Psalm 103 says of God:

"The Lord is compassionate and gracious, slow to anger and abounding in loving-kindness. He has not dealt with us according to our sins, nor rewarded us according to our iniquities. For as high as the heavens are above the earth, so great is His loving-kindness toward those who fear Him. As far as the east is from the west, so far has He removed our transgression from us. Just as a father has compassion for his children, so the Lord has compassion toward those who fear him."

Why?

"For He himself knows our frame. He remembers that we are dust."

The Psalmist says that the Lord knows what we are made of. And because He knows, he has a much more forgiving attitude than we have to ourselves or each other.

God is our Father. And because God is our Father through Jesus Christ, that makes us blood relation with one another through the cross. You are not an only child. The prayer Jesus teaches is filled with plural pronouns -- "our, us, we." Just as we are joined to God, we are also joined to our brothers and sisters in faith.

For the God we pray to is the Father who is "ours." Jesus taught this prayer to His disciples. It's not a prayer for the world. It's for those to whom God is a Father through their faith is Jesus Christ. The early church allowed only baptized persons to repeat the Lord's Prayer -- so seriously did they take their understanding of what it means to know God as father. They knew that only those who have been saved -- who have been born again through faith in the Lord Jesus Christ, who have had their sins forgiven -- are truly children of God. Only they can rightly call God their father in the actual sense of the word.
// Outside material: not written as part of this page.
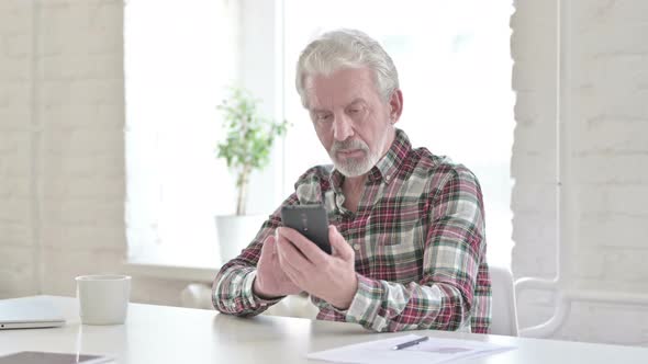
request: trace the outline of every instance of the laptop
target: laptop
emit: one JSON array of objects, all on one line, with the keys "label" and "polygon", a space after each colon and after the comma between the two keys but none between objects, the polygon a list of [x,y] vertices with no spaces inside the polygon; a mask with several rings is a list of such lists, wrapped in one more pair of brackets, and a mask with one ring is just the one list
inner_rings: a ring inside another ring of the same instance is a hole
[{"label": "laptop", "polygon": [[54,328],[64,325],[63,314],[45,297],[0,300],[0,330]]}]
The Bible tells us in John 1 reference to Christ: "As many as received him, to them he gave power to become the children of God, even to them that believe on His name; who were born not of blood, nor of the will of the flesh, nor of the will of man, but of God."

As God's own children, redeemed by the blood of his Son who came to share our death and overcame it, we are bound for life -- joined in a forever family with our brothers and sisters in faith -- and with our Father who is in Heaven. That is why we now come to the table.